A total of 28,757 people have received AIDS treatment the Chinese Ministry of
Health announced on Thursday. This accounts for 71 percent of total
reported cases.
The anti-viral medication for HIV/AIDS had been supplied to 31
provinces and the number of recipients was expected to reach 30,000
by the end of the year, said a ministry statement. The number of
patients treated with traditional Chinese medicine has exceeded
6,000.
By September last year 20,453 AIDS sufferers received free
drugs. This was 65.7 percent of the reported cases. .
Joanna Brent, spokeswoman of the World Health Organization (WHO)
in China, said that HIV voluntary counseling and testing services
needed to be available to Chinese people.
The ministry has been publicizing voluntary counseling and
testing and encouraging people at risk of HIV infection to get the
services. By the end of June health authorities had tested 871,089
people and found 9,567 to be HIV positive, according to figures
from the ministry.
And a pilot scheme to prevent mother-to-baby transmission has
been carried out in 271 counties of 28 provinces and by June 1.02
million pregnant women had received testing. Of them 1,121 were
found to be HIV positive.
About 70 percent of HIV-infected pregnant women accepted
anti-viral medication and 80 percent of the babies born to infected
mothers received treatment.
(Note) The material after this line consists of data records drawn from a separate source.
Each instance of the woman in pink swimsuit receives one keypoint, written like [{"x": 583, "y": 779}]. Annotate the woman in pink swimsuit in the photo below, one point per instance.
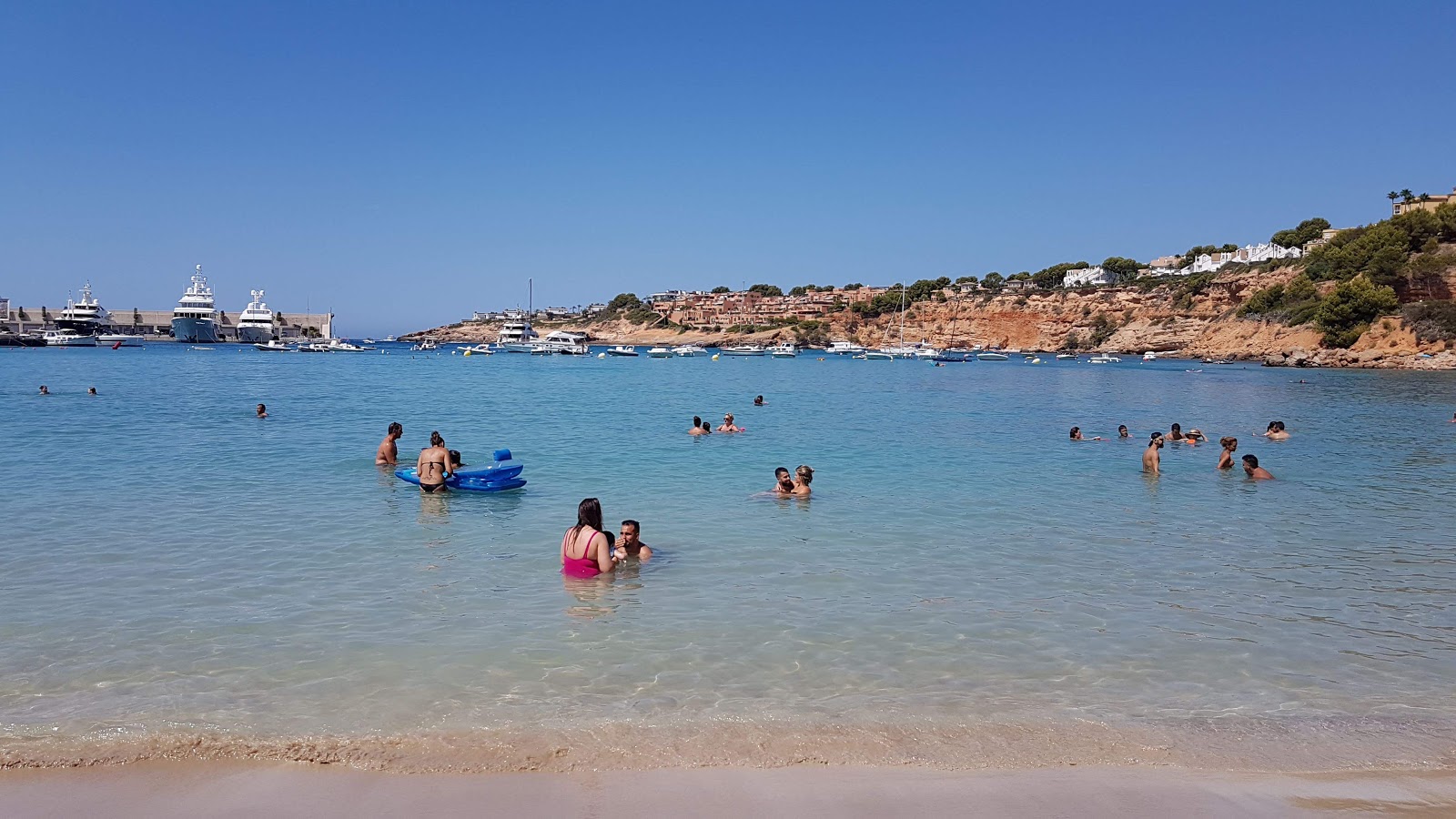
[{"x": 584, "y": 551}]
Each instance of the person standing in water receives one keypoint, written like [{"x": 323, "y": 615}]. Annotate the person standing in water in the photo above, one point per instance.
[
  {"x": 1229, "y": 445},
  {"x": 1252, "y": 470},
  {"x": 433, "y": 465},
  {"x": 803, "y": 479},
  {"x": 388, "y": 452},
  {"x": 584, "y": 551},
  {"x": 1150, "y": 458},
  {"x": 631, "y": 541}
]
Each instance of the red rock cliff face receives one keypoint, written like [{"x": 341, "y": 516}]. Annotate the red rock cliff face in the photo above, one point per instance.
[{"x": 1167, "y": 319}]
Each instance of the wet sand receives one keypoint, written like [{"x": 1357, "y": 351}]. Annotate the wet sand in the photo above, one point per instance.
[{"x": 271, "y": 789}]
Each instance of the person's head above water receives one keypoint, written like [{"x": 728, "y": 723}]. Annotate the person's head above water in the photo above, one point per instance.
[{"x": 589, "y": 513}]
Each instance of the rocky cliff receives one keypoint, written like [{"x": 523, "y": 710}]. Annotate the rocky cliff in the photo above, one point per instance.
[{"x": 1174, "y": 318}]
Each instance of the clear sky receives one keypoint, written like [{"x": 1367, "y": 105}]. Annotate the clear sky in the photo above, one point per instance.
[{"x": 405, "y": 164}]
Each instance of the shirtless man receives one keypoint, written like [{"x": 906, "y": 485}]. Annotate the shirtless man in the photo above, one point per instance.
[
  {"x": 433, "y": 465},
  {"x": 1150, "y": 458},
  {"x": 631, "y": 541},
  {"x": 1252, "y": 470},
  {"x": 388, "y": 452}
]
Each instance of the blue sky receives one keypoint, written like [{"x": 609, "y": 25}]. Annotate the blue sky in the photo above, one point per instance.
[{"x": 405, "y": 164}]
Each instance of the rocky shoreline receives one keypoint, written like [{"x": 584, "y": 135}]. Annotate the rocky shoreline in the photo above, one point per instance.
[{"x": 1168, "y": 319}]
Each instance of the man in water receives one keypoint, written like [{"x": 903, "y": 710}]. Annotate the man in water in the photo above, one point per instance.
[
  {"x": 631, "y": 541},
  {"x": 388, "y": 452},
  {"x": 1150, "y": 458},
  {"x": 1252, "y": 470},
  {"x": 433, "y": 465}
]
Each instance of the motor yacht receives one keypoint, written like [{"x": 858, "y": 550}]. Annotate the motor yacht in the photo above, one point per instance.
[
  {"x": 194, "y": 319},
  {"x": 255, "y": 322},
  {"x": 67, "y": 339}
]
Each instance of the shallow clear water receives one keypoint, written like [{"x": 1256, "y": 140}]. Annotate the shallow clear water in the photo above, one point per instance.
[{"x": 174, "y": 564}]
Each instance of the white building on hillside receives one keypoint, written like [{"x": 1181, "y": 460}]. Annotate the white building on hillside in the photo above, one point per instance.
[{"x": 1088, "y": 278}]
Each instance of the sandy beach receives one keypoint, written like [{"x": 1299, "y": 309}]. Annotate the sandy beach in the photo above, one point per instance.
[{"x": 189, "y": 789}]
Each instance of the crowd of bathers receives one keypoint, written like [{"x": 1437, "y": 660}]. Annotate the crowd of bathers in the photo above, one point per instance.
[{"x": 1152, "y": 458}]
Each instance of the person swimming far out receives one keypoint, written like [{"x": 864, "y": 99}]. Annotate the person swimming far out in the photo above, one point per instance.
[
  {"x": 1252, "y": 470},
  {"x": 388, "y": 452},
  {"x": 584, "y": 548},
  {"x": 1229, "y": 445},
  {"x": 433, "y": 465},
  {"x": 1152, "y": 460}
]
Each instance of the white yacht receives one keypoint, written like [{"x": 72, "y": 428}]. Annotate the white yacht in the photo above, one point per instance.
[
  {"x": 516, "y": 337},
  {"x": 562, "y": 343},
  {"x": 744, "y": 350},
  {"x": 85, "y": 317},
  {"x": 67, "y": 339},
  {"x": 194, "y": 319},
  {"x": 255, "y": 322}
]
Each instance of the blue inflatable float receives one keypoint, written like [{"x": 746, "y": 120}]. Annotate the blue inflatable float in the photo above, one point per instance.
[{"x": 502, "y": 474}]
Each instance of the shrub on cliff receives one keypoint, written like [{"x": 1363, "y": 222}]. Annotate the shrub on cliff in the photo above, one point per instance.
[
  {"x": 1431, "y": 321},
  {"x": 1347, "y": 312}
]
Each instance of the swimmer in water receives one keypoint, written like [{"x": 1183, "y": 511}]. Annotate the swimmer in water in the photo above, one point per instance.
[
  {"x": 803, "y": 479},
  {"x": 1150, "y": 458},
  {"x": 631, "y": 541},
  {"x": 433, "y": 465},
  {"x": 388, "y": 452},
  {"x": 1254, "y": 471},
  {"x": 1229, "y": 445}
]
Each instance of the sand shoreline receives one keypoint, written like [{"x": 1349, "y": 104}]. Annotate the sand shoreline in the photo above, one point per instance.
[{"x": 278, "y": 789}]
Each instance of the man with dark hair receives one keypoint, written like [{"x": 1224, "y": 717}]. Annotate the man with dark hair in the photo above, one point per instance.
[
  {"x": 388, "y": 452},
  {"x": 1252, "y": 470},
  {"x": 632, "y": 542}
]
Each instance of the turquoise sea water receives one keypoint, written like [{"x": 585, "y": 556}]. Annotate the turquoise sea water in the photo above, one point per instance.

The ministry also revealed that 273
children infected with HIV received medication under a pilot
project covering 14 provinces.
Brent warned that counseling and testing of women and children
was not enough. "There is still an urgent need to get HIV
prevention messages and services out to groups at highest risk in
order to help stem the further spread of HIV."
Surveys show only 38.7 percent of Chinese sex workers use
condoms and 50.8 percent of drug addicts continue to share
needles.
Official figures released on Wednesday showed the number of
people officially reported as HIV positive on the Chinese mainland
has risen 27.5 percent since the beginning of the year to 183,733
by the end of October.
Among the reported cases 37 percent of infections were caused by
illegal drug users sharing contaminated needles and 28 percent
caused by unprotected sex.
The figures also showed that transmission through unprotected
sex was increasing with the infection rate of sex workers rising
from 0.02 percent in 1996 to one percent in 2005.
Commercial sex greatly contributed to the rapid spread of HIV
from high-risk groups to the general public, noted Dr. Wiwat
Rojanapithayakorn, HIV/AIDS team leader at the WHO Beijing
office.
Speaking in Lanzhou, Gansu Province, on Tuesday, Wiwat promoted the
practice of providing condoms in entertainment places to
effectively prevent the spread of HIV.